When retirement is approaching, many people wonder if they still need life insurance. It’s likely that the children are grown and the mortgage is mostly, if not fully paid off. Perhaps there is also a nice lump sum of savings that has been collected throughout your life. With all of these affairs in order, why would someone choose to keep their life insurance into retirement?
Darcy Bergen, Financial Planner and founder of Bergen Financial Group, explains valid reasons to maintain life insurance coverage throughout retirement as part of your financial plan.
1. Gifting Wealth to Heirs
Keeping life insurance is one of the easiest ways to pass on assets to future generations and establish a legacy. Darcy Bergen explains that if a life insurance policy is correctly set up, it can be free of income and estate taxes. This is also a great way to equalize estates among children, especially when illiquid assets are in play, such as a family business. With life insurance, it’s possible to have a cash amount equal to that of a business.
2. More Cash
If it’s determined that you no longer need the same high level of coverage, cash can be withdrawn from a permanent life insurance policy. Darcy Bergen explains that the money can then be added to the retirement fund. With this option, premiums are paid into the policy during the years of your career. However, it can turn into a source of retirement income along with other benefits like social security and a 401(k) plan.
3. Widow Support
Keeping a life insurance policy will provide a living spouse with support after one passes away. Financial planner Darcy Bergen notes that it can be used to pay for funeral arrangements or debt. Many people find that this provides ease of mind in retirement, knowing that life insurance benefits will help with any financial strain the family may encounter.

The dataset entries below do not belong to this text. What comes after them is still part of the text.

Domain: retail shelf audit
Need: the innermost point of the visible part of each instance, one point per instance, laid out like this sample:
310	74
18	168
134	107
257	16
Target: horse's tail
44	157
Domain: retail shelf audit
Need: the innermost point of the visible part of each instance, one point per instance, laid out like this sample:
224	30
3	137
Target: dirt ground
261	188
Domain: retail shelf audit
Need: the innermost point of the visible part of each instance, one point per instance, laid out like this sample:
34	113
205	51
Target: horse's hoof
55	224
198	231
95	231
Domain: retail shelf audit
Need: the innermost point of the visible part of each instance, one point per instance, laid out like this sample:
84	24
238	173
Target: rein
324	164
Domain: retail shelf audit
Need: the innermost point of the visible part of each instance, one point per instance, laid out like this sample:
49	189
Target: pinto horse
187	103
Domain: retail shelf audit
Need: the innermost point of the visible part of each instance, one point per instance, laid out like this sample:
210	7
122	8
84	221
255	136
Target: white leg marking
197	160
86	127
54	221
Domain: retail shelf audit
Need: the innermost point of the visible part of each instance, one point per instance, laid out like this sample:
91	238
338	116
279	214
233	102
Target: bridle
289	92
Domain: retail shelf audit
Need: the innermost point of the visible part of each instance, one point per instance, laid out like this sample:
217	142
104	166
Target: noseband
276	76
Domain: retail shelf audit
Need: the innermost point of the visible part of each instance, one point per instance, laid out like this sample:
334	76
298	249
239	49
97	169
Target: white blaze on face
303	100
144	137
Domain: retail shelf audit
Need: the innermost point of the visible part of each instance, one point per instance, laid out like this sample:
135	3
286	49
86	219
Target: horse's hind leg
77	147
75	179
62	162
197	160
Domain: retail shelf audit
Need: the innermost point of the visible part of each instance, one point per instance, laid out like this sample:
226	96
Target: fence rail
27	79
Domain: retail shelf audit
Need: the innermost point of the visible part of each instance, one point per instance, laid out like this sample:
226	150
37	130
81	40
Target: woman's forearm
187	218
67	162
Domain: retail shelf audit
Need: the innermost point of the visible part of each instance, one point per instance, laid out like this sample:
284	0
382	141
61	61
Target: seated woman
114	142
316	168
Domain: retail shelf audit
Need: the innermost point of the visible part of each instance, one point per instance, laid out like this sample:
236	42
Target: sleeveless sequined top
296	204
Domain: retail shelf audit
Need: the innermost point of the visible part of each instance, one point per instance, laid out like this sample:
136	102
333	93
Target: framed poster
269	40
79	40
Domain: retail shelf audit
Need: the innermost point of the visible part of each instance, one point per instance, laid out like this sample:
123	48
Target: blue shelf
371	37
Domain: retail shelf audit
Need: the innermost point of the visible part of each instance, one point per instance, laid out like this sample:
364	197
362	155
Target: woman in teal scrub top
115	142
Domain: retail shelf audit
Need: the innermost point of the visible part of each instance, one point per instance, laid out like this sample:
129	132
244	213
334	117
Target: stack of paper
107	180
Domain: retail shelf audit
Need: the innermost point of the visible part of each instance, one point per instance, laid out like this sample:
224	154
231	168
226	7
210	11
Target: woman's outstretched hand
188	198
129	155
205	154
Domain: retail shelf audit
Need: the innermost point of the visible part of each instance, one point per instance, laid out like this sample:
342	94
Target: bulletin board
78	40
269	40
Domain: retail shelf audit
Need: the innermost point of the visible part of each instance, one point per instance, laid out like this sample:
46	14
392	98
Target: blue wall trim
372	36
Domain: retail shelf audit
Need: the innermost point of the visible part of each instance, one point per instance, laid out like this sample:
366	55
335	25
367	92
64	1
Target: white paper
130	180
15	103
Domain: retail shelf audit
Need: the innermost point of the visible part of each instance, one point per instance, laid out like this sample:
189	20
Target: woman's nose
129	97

Depending on the life insurance contract, many policies allow people to access benefits before death. In the case of a chronic illness, such as Alzheimer’s, the policy may help cover additional expenses where the help of medical professionals is required part of the time. Darcy Bergen explains that people who are at higher risk of particular illness should look into maintaining their life insurance.
For those who are passionate about charitable giving, life insurance can make for an excellent retirement strategy. Financial planner Darcy Bergen explains that in the event of death, the life insurance amount can be transferred to a charity. With this option, all other assets can still be passed down to heirs. Darcy Bergen notes that this option is called a “wealth replacement.”
It is always encouraged to weigh the pros and cons of maintaining life insurance. In retirement, the cost of keeping a life insurance policy is substantially more expensive due to increased age. In addition, underlying health issues may affect your eligibility.